The last few years have certainly brought both challenges and opportunities. One thing that’s really caught my attention is the dizzying growth of the non-alc category. While there are excellent local examples of alcohol-free craft beer and spirits, the wine category has been virtually non-existent, barring a few international labels that are just starting to break through. Enter Tyler Harlton, who had just wrapped up about of decade of fantastic work at his winery, Summerland-based TH Wines, only for a series of various life events that found him launching ONES+, a non-alcoholic, sugar-free wine made from quality B.C. grapes. He and Chris Pagliocchini have created bottlings that capture many of the flavour components of traditional wine, and they’ve done it without adding any chemicals. With the additional stress and handfuls of anxiety I’ve experienced over the last couple years, sometimes it’s been a good thing to put the glass aside for the odd stretch. It’s great to have tasty, well-crafted alternatives to traditional wine when opting for periods of abstinence.
What sort of changes, if any, do you think the local wine industry – from wine lovers and servers to the producers and distributors – might see over the next year or two?
I think we’ll continue to see an increase in thoughtful, sustainable vineyard practices. As more wineries move towards organic farming, there are continued strategies and methods being employed as experiments, and I believe successes in the realm reverberate beyond each vineyard’s borders. Once methods become tried-and-true in a certain region, it’s a lot easier for others to adopt them without as much risk as those doing initial trials.
If you could work in just one local winery for just one harvest, which would it be and why?
Tantalus Vineyards. The team are very good friends of mine, who I have collaborated with in many ways over the years – from winemakers dinners to seminar presentations, to trips to New York to wave the “BC wine flag”. We know we’re like-minded and get on well, and I have tremendous respect for their vineyard and winery practices, not to mention the excellence that results in every bottle they produce. Also, any closer day-to-day proximity to GM and winemaker Dave Paterson’s bright and shiny Rieslings is a worthwhile pursuit.
Can you recommend one local, emblematic-of-BC red wine for someone who didn’t even know that wine was made here? Why did you choose it?

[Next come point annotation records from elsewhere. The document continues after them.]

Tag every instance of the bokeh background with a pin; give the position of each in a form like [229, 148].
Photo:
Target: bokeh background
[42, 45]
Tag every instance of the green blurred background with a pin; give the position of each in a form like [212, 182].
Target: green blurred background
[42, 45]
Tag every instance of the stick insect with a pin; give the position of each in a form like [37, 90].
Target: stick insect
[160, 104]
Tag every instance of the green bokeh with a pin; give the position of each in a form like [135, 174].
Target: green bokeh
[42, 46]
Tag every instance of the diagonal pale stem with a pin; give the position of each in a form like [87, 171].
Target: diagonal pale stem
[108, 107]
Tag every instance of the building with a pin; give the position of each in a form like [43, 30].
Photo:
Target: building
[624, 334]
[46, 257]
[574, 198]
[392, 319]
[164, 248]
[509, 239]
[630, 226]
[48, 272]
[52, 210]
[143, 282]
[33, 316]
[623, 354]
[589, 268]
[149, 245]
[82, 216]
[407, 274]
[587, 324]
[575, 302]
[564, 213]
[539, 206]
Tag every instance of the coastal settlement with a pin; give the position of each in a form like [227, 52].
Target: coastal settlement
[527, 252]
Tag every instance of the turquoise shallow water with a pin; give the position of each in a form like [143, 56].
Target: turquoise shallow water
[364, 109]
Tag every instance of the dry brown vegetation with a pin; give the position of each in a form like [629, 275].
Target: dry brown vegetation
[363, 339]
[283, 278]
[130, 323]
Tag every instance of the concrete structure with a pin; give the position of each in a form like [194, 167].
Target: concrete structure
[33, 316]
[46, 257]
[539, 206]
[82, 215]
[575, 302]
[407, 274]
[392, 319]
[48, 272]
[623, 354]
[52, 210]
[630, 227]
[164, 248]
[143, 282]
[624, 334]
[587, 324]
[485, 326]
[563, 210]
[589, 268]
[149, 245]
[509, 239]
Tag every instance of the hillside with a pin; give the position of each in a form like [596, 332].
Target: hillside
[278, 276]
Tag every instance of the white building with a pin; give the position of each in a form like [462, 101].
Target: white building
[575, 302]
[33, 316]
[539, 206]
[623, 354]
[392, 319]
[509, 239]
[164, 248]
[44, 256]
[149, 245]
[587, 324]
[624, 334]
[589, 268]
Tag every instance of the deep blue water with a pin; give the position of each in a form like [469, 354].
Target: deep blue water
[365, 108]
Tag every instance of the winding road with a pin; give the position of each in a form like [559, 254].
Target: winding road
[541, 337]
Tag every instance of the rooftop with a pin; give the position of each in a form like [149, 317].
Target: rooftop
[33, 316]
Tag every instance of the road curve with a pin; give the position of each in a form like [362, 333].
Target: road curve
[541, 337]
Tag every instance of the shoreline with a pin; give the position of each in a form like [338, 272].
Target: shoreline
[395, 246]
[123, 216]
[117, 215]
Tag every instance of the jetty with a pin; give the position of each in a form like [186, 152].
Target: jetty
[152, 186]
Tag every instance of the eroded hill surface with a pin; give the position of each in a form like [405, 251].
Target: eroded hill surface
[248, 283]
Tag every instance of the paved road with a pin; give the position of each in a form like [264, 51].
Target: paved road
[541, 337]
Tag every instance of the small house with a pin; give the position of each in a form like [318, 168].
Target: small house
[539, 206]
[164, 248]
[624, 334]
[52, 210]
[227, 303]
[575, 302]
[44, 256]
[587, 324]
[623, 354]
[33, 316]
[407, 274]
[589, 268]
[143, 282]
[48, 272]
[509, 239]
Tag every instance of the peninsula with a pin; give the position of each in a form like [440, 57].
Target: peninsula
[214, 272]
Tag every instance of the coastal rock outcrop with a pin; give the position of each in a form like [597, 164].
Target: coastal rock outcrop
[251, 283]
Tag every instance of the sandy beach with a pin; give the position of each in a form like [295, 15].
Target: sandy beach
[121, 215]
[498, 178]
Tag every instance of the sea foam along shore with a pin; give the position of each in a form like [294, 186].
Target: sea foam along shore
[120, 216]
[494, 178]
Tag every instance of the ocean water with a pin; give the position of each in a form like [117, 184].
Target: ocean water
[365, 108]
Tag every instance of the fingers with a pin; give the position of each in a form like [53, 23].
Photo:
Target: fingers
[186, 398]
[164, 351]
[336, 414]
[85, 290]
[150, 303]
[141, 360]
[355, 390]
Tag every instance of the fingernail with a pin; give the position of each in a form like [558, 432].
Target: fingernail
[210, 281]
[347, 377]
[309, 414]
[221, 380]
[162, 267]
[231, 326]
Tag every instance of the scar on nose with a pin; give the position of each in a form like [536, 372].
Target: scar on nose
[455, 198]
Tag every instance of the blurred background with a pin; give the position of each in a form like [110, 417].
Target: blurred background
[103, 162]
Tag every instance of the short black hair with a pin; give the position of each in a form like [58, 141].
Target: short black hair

Any Syrah by winemaker and local legend, Severine Pinte, at Le Vieux Pin in Oliver. We make some of the best Syrah in the world, full stop. It’s an oddly underrated grape variety to many, and I think our elegant, multi-layered complexity brings a lot to the table. Also, any wine that’s known for the occasional lashing of bacon as a flavour component ranks high for me.
What about a white?
Chris Carson makes a kick-ass roster of Chardonnays at Meyer Family Vineyards, from a variety of vineyard blocks up and down the Okanagan Valley. I’ve never had one from him that wasn’t pitch-perfect. The guy’s a master at deft and charming oak integration – always a suitable frame, never getting in the way of the beautiful fruit he works with.
And finally, a rose?
The Daydreamer Rosé from Marcus Ansems in Naramata is a juicy, blackberry and clove-laden Syrah that has a good dose of colour and weight – things lacking in too many pink wines right now. It’s a pink wine that really expresses the complex characteristics of the variety it’s made from. It tastes like Syrah! I have it by the glass on the program I run at Maenam right now, and we sell buckets of the stuff. Angus’s 3-flavour crispy lingcod with caramelized palm sugar, chili, garlic, fresh baby corn, coriander, and ginger glaze, washed down with this wine? Perfection.
The Red Bridge Red from orofino Strawbale winery is my favorite!
So many great recommendations in this article. Kurtis really does have his fingers on the pulse of the BC wine scene. Severine Pinte is a red wine Allstar. Tantalus are also in rarified air. All are making their mark.